Bu kuşkuyu Reza Zarrab’ın yeni hukuk danışmanı olan Yahudi lobisinin güçlü adamlarından Guiliani’nin sözleri yarattı. Guiliani, Zarrab davasının Amerika’nın çıkarları doğrultusunda diplomatik yollardan çözülebileceğini, söyledi. Guiliani’nin ortak olduğu şirketin de bizim lobi şirketlerimizden biri olduğu ortaya çıkınca söylentiler rahatsız edici boyuta ulaştı. Dışişlerimiz buna gereken en sert cevabı vermeli. Aksi halde rehin siyaseti gibi algılanır ki, bunu çok küçük düşürücü buluruz. Türk dış politikası Reza Zarrab’ın üstünde olduğu masaya sürülemez.
'TSK'yi zayıflattılar'
-15 Temmuz darbesini araştırma komisyonu raporu referandum bittiğine göre artık açıklanabilir mi?
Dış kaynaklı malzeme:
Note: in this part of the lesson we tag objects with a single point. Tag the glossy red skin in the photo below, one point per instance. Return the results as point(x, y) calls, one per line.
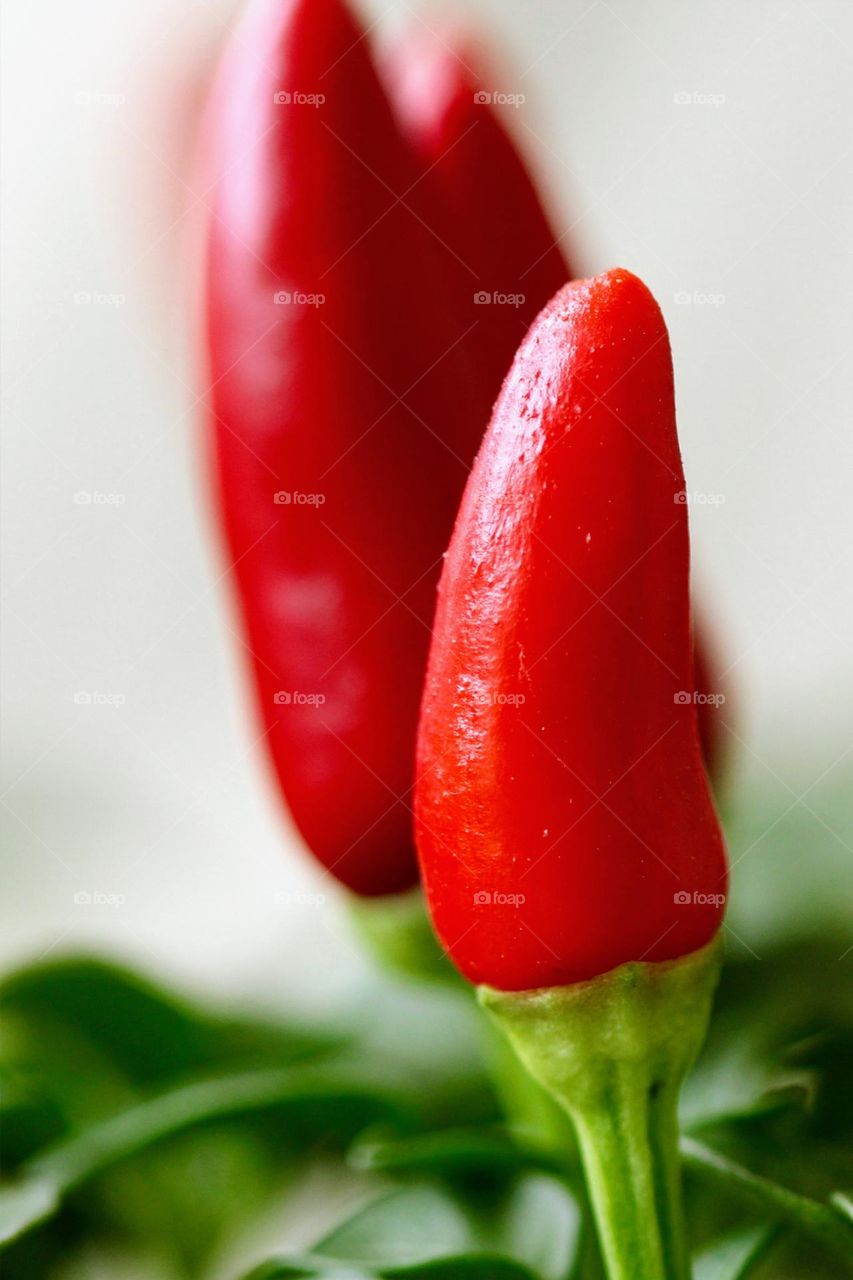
point(483, 201)
point(566, 585)
point(337, 599)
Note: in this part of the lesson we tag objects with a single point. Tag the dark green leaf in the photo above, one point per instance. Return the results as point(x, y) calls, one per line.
point(293, 1096)
point(147, 1033)
point(734, 1257)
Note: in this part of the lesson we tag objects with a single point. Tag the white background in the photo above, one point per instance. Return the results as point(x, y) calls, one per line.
point(743, 192)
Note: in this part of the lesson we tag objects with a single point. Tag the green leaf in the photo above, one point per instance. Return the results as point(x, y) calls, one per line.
point(446, 1152)
point(529, 1229)
point(302, 1097)
point(147, 1033)
point(821, 1223)
point(734, 1257)
point(441, 1269)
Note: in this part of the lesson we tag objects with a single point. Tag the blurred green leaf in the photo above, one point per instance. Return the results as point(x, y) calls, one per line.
point(734, 1257)
point(530, 1228)
point(147, 1033)
point(306, 1098)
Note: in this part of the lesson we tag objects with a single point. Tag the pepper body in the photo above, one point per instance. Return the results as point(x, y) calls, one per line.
point(503, 257)
point(478, 191)
point(337, 403)
point(562, 812)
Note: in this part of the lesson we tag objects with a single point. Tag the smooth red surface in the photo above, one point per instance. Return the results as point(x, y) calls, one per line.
point(498, 236)
point(479, 196)
point(361, 400)
point(555, 758)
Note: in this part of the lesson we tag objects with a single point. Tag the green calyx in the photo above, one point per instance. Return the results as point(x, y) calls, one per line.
point(614, 1051)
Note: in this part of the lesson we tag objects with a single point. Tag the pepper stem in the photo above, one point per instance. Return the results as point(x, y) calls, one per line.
point(614, 1052)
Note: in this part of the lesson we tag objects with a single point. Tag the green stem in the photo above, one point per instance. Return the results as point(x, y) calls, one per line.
point(614, 1052)
point(396, 931)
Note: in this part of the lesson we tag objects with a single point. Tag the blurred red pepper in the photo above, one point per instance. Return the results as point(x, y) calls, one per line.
point(337, 403)
point(506, 260)
point(562, 812)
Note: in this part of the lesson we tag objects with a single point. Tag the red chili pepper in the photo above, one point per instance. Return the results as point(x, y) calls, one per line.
point(479, 195)
point(505, 259)
point(562, 812)
point(338, 401)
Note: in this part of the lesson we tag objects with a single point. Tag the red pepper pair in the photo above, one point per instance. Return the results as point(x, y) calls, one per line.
point(372, 269)
point(352, 371)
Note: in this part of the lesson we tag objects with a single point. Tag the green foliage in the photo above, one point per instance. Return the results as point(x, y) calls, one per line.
point(141, 1121)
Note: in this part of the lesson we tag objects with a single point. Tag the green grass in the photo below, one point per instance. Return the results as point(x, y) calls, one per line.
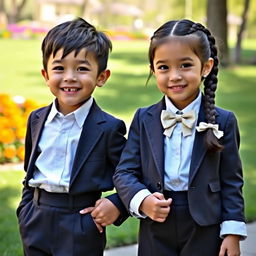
point(125, 91)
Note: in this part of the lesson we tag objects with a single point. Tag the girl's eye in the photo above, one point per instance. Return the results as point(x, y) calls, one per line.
point(163, 67)
point(186, 65)
point(58, 68)
point(83, 69)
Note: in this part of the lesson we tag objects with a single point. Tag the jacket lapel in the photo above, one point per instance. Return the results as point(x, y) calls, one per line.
point(90, 135)
point(37, 126)
point(154, 131)
point(199, 149)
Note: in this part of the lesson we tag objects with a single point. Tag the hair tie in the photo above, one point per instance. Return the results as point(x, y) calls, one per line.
point(215, 128)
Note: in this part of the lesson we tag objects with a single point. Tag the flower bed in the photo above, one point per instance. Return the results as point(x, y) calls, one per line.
point(13, 117)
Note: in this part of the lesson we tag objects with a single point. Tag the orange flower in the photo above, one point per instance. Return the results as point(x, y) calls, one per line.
point(21, 152)
point(9, 152)
point(20, 133)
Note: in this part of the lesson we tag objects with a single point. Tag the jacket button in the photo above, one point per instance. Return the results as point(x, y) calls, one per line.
point(158, 185)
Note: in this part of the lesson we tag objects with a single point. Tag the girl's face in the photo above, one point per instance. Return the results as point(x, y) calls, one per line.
point(178, 71)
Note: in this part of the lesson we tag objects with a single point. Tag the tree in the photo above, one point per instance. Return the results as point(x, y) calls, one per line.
point(217, 23)
point(237, 56)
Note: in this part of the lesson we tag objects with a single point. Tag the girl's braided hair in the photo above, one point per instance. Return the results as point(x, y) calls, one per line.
point(202, 43)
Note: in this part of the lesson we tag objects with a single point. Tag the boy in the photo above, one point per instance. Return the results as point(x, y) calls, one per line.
point(72, 149)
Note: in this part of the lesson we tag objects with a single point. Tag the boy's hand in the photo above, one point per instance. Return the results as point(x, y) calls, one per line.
point(230, 246)
point(156, 206)
point(104, 212)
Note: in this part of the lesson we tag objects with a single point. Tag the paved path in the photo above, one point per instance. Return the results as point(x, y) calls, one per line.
point(248, 247)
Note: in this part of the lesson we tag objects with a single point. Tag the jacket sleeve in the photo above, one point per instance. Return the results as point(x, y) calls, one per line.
point(231, 173)
point(128, 175)
point(116, 142)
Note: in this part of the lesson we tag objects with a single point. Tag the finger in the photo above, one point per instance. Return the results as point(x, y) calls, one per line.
point(222, 251)
point(86, 210)
point(159, 196)
point(169, 201)
point(99, 227)
point(159, 219)
point(98, 202)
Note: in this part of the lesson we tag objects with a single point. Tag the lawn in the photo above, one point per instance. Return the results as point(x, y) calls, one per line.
point(125, 91)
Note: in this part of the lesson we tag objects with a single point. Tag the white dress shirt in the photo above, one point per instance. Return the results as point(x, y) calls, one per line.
point(58, 145)
point(179, 151)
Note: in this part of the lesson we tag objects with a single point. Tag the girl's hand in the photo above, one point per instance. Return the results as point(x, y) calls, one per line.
point(103, 213)
point(230, 246)
point(156, 206)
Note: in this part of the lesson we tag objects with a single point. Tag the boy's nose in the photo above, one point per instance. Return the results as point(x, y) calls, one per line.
point(70, 77)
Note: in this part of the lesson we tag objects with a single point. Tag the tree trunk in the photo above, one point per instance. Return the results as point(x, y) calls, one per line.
point(217, 24)
point(237, 56)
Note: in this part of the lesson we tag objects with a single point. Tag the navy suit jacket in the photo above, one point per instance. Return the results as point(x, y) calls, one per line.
point(98, 152)
point(215, 179)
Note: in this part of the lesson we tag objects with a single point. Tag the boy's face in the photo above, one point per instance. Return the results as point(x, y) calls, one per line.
point(72, 80)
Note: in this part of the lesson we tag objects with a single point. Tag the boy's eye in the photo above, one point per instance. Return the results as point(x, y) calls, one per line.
point(186, 65)
point(58, 68)
point(83, 69)
point(163, 67)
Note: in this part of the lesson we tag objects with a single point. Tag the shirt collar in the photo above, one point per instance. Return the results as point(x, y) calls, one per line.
point(195, 105)
point(80, 113)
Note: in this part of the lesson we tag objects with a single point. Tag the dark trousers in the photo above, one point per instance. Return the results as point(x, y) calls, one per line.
point(179, 235)
point(47, 230)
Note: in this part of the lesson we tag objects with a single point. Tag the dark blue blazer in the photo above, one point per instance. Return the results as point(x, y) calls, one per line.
point(98, 152)
point(215, 179)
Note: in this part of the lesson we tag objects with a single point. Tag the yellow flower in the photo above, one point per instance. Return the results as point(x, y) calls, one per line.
point(9, 152)
point(21, 152)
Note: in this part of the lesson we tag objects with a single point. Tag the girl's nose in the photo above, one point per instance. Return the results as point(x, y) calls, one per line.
point(175, 75)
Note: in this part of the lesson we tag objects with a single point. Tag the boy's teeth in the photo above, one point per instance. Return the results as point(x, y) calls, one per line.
point(70, 89)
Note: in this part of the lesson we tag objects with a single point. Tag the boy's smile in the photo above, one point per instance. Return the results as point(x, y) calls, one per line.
point(72, 79)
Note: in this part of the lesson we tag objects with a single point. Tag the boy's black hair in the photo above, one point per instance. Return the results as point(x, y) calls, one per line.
point(74, 36)
point(202, 43)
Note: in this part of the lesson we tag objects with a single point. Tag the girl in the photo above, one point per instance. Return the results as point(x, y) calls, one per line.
point(180, 171)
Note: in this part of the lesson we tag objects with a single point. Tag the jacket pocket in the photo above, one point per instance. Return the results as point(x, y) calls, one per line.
point(215, 186)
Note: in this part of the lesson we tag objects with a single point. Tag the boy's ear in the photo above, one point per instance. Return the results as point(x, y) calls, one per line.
point(207, 67)
point(103, 77)
point(44, 74)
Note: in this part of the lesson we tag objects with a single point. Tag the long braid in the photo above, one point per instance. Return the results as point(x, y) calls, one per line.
point(210, 86)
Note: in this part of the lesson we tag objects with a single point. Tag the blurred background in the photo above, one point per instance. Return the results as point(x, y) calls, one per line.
point(129, 24)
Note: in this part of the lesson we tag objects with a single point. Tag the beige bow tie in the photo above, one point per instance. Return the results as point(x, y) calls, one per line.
point(169, 121)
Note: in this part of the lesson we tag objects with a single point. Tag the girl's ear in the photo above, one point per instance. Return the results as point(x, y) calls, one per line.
point(103, 77)
point(44, 74)
point(207, 67)
point(151, 69)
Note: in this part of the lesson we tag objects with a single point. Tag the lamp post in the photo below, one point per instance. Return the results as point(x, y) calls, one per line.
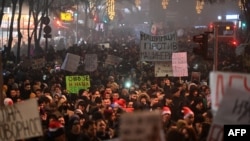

Bilmiyorum. Pek umutlu değilim ama kamuoyunun bu konudaki beklentisini tatmin etmek için sözde bir raporu açıklayabilirler. Bunun ‘dostlar alışverişte görsün’den başka bir anlamı olmayacaktır. Ya da gerçekleri açıklamaktan ziyade karartmaya hizmet eden bir rapor. Duyup dinlediklerimden sonra benim şahsi raporum şöyle olurdu: 15 Temmuz’un hedefi siyasi iktidardan ziyade devletimiz ve onu koruyan TSK’ydi. Hedefleri siyasi iktidar ve sayın Cumhurbaşkanı olsaydı eğer, dört yaverinden dördü, 19 yakın koruması FETÖ’cü olan birini Allah korusun istedikleri anda bertaraf ederlerdi. Üstelik bütün istihbarat örgütlerini ele geçirmişler. Bana göre 15 Temmuz hain kalkışması Balyoz ve Ergenekon kumpaslarının devamıdır. Amaç Türk Silahlı Kuvvetleri’ni zayıflatarak devleti rehin almaktır. 15 Temmuz başkanlık sisteminin gerekçesi haline getirildi ve bana göre devletin yıkımını tamamlayacak olan sistem değişimini getirdi. 15 Temmuz hain kalkışmasından bir kâr bir zarar edenlere bakın, olgularla değerlendirin hafiyeliğe gerek yok.